The New York Times also said American intelligence agencies had spotted what appeared to be an undeclared nuclear site not too far from the town of al-Uyaynah, located 30 kilometers northwest of Riyadh, and its Solar Village.
The agencies, the report said, are scrutinizing attempts by the kingdom to build up ability to produce nuclear fuel that could potentially lead to the development of nuclear weapons.
Unlike Saudi Arabia, Iran showed the peaceful nature of its nuclear program to the world by signing the Joint Comprehensive Plan of Action (JCPOA) with six world states — namely the United States, Germany, France, Britain, Russia and China — in 2015. The nuclear deal was also ratified in the form of a UN Security Council Resolution 2231.
The US, however, unilaterally pulled out of the deal and re-imposed unilateral sanctions against Tehran in a move supported by the regimes in Saudi Arabia and Israel.

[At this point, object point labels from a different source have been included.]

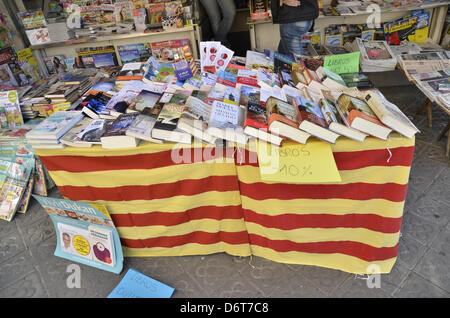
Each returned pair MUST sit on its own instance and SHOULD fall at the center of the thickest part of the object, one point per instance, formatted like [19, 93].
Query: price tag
[297, 163]
[342, 63]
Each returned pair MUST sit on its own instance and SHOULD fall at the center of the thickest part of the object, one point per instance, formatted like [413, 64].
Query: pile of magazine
[376, 56]
[225, 98]
[21, 173]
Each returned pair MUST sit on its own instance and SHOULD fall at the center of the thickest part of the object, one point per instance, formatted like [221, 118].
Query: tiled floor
[29, 269]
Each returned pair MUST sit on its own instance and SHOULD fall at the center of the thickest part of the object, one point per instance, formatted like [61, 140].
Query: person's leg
[212, 9]
[291, 35]
[228, 12]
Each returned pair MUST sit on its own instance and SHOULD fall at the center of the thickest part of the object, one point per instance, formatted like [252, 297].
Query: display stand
[264, 34]
[199, 200]
[69, 48]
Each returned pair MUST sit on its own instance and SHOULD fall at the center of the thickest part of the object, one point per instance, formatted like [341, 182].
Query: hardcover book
[336, 122]
[85, 233]
[390, 114]
[115, 134]
[226, 122]
[256, 125]
[142, 127]
[166, 125]
[145, 99]
[311, 120]
[56, 125]
[360, 116]
[194, 119]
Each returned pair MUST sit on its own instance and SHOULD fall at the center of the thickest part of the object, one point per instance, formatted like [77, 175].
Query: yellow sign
[297, 163]
[81, 245]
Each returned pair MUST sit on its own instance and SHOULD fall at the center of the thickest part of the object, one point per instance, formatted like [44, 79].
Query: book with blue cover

Tehran remained fully compliant with the JCPOA for an entire year as confirmed by the IAEA, waiting for the co-signatories to fulfill their end of the bargain, but as the European parties failed to do so, it moved in May 2019 to suspend parts of its commitments with the Agency’s supervision under Articles 26 and 36 of the deal covering Tehran’s legal rights.
Iran says its retaliatory measures are reversible as soon as the other sides fulfill their contractual obligations.